Nobody has right to touch woman without her consent: court

Ashok Kumar was sentenced for six-months in prison for molesting a woman medical student

Update: 2015-10-27 13:43 GMT
Representational Image.

New Delhi: Nobody has a right to touch a woman's body without her consent, a Delhi court has observed while upholding the six-month jail term of an army hospital employee for molesting a woman medical student in his chamber.

"Nobody has a right to touch a woman's body without her consent. In the instant case, it is evident that appellant (convict) had pulled the prosecutrix towards his chamber with the intention to sexually assault her and therefore, committed offence of outraging her modesty under section 354 of IPC," Additional Sessions Judge Virender Bhatt said.

The court's observation came while dismissing the appeal of convict Ashok Kumar, who was working as a stenographer in the hospital, against a magisterial court's last month order sentencing him to jail and imposing a fine of Rs 5,000 on him.

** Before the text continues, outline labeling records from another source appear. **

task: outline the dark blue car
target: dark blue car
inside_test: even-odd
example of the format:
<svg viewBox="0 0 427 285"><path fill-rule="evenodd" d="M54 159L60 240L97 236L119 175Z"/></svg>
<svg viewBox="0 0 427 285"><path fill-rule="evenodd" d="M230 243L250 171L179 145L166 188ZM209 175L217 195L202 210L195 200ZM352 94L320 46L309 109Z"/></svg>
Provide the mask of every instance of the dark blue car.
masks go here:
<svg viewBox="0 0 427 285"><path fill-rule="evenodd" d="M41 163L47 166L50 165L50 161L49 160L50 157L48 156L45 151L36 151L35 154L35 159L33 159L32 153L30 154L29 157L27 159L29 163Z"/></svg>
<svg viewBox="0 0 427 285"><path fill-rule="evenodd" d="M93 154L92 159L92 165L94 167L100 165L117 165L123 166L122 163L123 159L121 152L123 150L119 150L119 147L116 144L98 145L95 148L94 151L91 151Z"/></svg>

While relying on testimony of the victim, a second year student of Department of Nuclear Medicine, the judge said, "I find that the testimony of the prosecutrix is consistent with her written complaint submitted in the police station and the statements recorded during the course of investigation."

According to the prosecution, on February 2, 2011 an FIR was lodged at Dhaula Kuan Police Station on the complaint of the medical student that Kumar molested her when she was working in CT centre at the hospital around 1 PM.

It was alleged that she had gone to Kumar's chamber to check leave register when he suddenly pulled her and tried to sexually assault her, after which she stormed out of the room and telephoned her husband, who is also a doctor.

The court, while upholding the sentence, accepted the contention of the victim's husband who said that the FIR was lodged a day after the incident as the army rules require that the complaint first be made to the Commandant. Kumar, in his appeal, had contended that trial court had erred in convicting and sentencing him and that he was falsely implicated by the woman and her husband.

The court, however, dismissed his plea saying he has no defence to accusations levelled against him and he was "trying to create one."